Deux jours plus tard, vers neuf heures du matin, Grace quittait l’hôpital contre l’avis des médecins. Contusionnée, elle mit cinq minutes à gravir l’escalier de son immeuble qu’elle avalait d’ordinaire en quelques secondes.

La veille, elle avait fait envoyer la clé USB au département informatique de son commissariat, qui lui avait promis un compte rendu le lendemain en fin de matinée.

De sa chambre d’hôpital, elle s’était également entretenue avec Elliot par téléphone. À sa grande joie, elle avait appris que le train du Passager avait été arraisonné juste avant de passer la frontière russe. Un problème électronique l’avait apparemment immobilisé sur la voie. Une aubaine sans laquelle les services de police ne seraient jamais arrivés à temps pour l’intercepter.

Sans révéler à son supérieur le rôle que Gabriel avait dû jouer dans cette malchance électronique, Grace avait ressenti une étrange chaleur dans le ventre en apprenant la nouvelle. D’autant que tous les enfants étaient en bonne santé et avaient été recueillis en lieu sûr. Les adultes avaient en revanche été arrêtés pour être interrogés. Mais, comme Grace s’en doutait, la plupart avaient vite été libérés en l’absence d’une quelconque infraction avérée.

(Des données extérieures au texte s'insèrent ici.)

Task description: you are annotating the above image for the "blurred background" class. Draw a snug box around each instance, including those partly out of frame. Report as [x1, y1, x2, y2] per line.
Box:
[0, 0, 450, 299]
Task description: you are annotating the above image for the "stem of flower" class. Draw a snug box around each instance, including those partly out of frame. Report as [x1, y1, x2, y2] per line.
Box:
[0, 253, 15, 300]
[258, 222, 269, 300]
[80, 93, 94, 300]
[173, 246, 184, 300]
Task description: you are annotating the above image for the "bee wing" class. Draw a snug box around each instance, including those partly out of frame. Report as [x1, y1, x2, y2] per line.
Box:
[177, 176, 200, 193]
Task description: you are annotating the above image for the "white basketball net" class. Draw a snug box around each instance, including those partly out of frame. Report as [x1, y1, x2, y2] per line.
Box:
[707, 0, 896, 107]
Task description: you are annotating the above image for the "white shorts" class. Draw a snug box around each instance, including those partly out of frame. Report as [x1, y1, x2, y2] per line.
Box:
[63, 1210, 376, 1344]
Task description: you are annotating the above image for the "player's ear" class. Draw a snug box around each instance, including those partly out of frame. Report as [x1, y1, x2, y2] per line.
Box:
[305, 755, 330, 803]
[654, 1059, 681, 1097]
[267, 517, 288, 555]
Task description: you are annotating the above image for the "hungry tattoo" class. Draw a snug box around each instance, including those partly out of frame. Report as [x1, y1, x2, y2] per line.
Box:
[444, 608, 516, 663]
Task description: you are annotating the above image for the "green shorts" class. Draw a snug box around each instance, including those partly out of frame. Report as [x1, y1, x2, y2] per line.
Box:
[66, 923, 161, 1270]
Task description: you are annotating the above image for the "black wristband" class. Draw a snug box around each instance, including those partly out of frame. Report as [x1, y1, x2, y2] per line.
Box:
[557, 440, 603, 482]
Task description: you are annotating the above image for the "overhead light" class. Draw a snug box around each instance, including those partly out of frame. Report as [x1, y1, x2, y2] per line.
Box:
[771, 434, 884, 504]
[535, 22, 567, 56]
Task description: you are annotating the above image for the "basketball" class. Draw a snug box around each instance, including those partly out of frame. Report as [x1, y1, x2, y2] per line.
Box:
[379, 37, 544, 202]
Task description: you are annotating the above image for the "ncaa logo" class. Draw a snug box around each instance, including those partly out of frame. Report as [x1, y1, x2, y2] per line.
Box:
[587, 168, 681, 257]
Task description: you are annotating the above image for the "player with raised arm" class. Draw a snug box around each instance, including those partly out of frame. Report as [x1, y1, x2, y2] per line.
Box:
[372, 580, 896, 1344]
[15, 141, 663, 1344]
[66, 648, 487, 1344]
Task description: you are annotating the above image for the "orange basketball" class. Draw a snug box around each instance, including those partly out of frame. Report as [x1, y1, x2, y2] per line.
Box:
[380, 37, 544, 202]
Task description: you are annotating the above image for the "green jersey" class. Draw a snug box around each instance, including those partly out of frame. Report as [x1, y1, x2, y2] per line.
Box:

Exactement ce à quoi devait remédier le contenu de la clé USB qu’elle avait arrachée des mains du Passager au péril de sa vie.

Parvenue sur le palier à bout de forces, Grace vit son vieux voisin Kenneth faire irruption dans le couloir.

— Grace ? Que se passe-t-il ?

— Un chat m’a fait part de son mécontentement, ironisa-t-elle.

— Venez ici que je vous aide. Je me suis douté que c’était vous.

Kenneth conduisit Grace jusque chez elle.

— Je vous déposerai un repas sur le pas de votre porte. Et surtout, vous savez où me trouver en cas de besoin.

— Merci Kenneth.

— Ah j’oubliais ! lança-t-il. Un coursier a laissé cette lettre chez moi à votre intention.

Le vieil homme lui tendit une enveloppe kraft.

— Bon repos, conclut Kenneth en s’éloignant.

Grace referma la porte de chez elle, se traîna jusqu’à son canapé et s’y assit avec mille précautions avant d’ouvrir le courrier et d’en retirer une feuille.

Grace,

Je suis rassuré de vous savoir en vie. Vous vous remettrez de vos blessures physiques et morales. Le Passager nous a échappé, mais je sais que vous êtes parvenue à obtenir la clé USB. L’heure des comptes a donc sonné. Je vous fais confiance pour ne rien lâcher de la guerre judiciaire historique qui s’annonce contre Olympe.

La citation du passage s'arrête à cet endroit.